このような事件が起きていても」当庭刑事もいる。

 「それは-----。

 ガドラだろう。

 この前ガドラが空洞内で暴れた。

 奴の生物レーザー。

 いや堆沢の撃った

重力波レーザーかも知れない。

 それで空洞内と

この廃坑の何処かが

つながったと考えるべきだろう」大木。

 「なるほど」宿付警部。

 「ですが先生。

 それじゃあ。

 もし-----あの空洞と-----。

 地上の何処かがまたつながる様な事があれば-----

下の村のような死亡事故が

多発するのでは」当庭。

 「そうなるねえ」大木も。

 「これは-----」当庭。

 「そうだな。

 ここしばらくは-----この周囲にも警戒態勢を-----

とる必要があるな」宿付。

 「それで先生。

 どうします」陸峰が。

 「どうって-----言われましても。 

 入って見るしかないでしょう」

 陸峰もニヤリ。

 「しかし、先生。

 この廃坑。

 入っても大丈夫でしょうか」多末。

 「さあ」

 「だいぶ古そうですから」隆二。

 「とにかく入ってみるしか」

 陸峰が部下に。

 廃坑の入り口をふさいでいる

鉄製の策を取り払わせている。

 懐中電灯で中を照らす。

 「だいぶ深いようですね」大木。

 「はい。

 今、部下にこの廃坑の見取り図を

取り寄せさせています。

 それが届き次第」陸峰。

 「先生。
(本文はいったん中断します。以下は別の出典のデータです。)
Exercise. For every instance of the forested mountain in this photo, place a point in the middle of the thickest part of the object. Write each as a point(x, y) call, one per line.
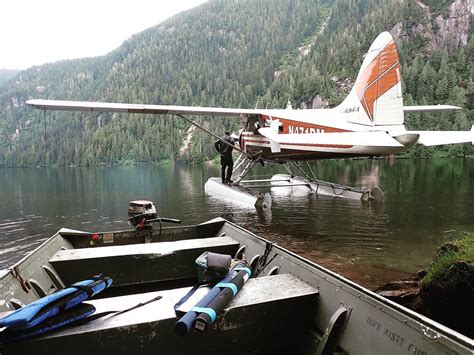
point(237, 54)
point(7, 74)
やはりこの中からです。

 検知器の反応が」月川。

 「そうか」

 「崩れてはないようですね」

 「そうですね。

 しかし下手に入ると

中は迷路のようになっているかも

知れませんし-----。

 この廃坑に詳しい者が

見つかればいいんですが。

 これから捜すとなりますと

時間が」

 「で、どうするつもりです」宿付。

 「見取り図が早急に

手に入ればいいのですが。

 さもなければ-----

ここからロープでも

中へ引っ張っていくしか」陸峰。

 「やはり」

 この廃坑の周囲の調査も進んでいる。

 見取り図はすぐに到着した。

 村の役場の者も同行している。

 防護服に身を固めて。

 「ここですか。

 ガスの噴出孔は」

 「はい」

 「また、大変な事に」

 「それより。

 この廃坑、深さは」陸峰。

 「はい。まずは見取り図を。

 深いところで数百メートル。

 延べの長さは-----数キロにもなりますか」

 見取り図で見る限り

相当入り組んでいる。

 「落盤は大丈夫ですか」宿付も。

 「さあ-----。

 とにかく中へ入ってみるしか」

 役場の者を。

 沢本といった。

 先頭に中へ。

 陸峰、大木、隆二、サキ。

 多末もいる。

 月川に空来。

 宿付たち。

 そして自衛官が数名。

 月川と空来が持つガス検知器を頼りに

進んでいく。

 空洞がところどころ

いくつにも分かれている。

 「先生。

 こっちです。

 こちらの方が反応が強いです」

 確認しながら。

 明かりは浅いところではいくつか点灯している。

 下の村から急きょ電線をひいてきたらしい。

 「下ですねえ」

 エレベーターに乗り下へ。

 側坑を全てチェックしていく。

 「このエレベーター。

 大丈夫ですか」宿付。

 「さあ、大丈夫とは思いますが-----。

 古いですから

いつ止まらないとも」

 陸峰もゴクリと生唾を。

 底へ着いた。

 「やはりここのようですね」月川。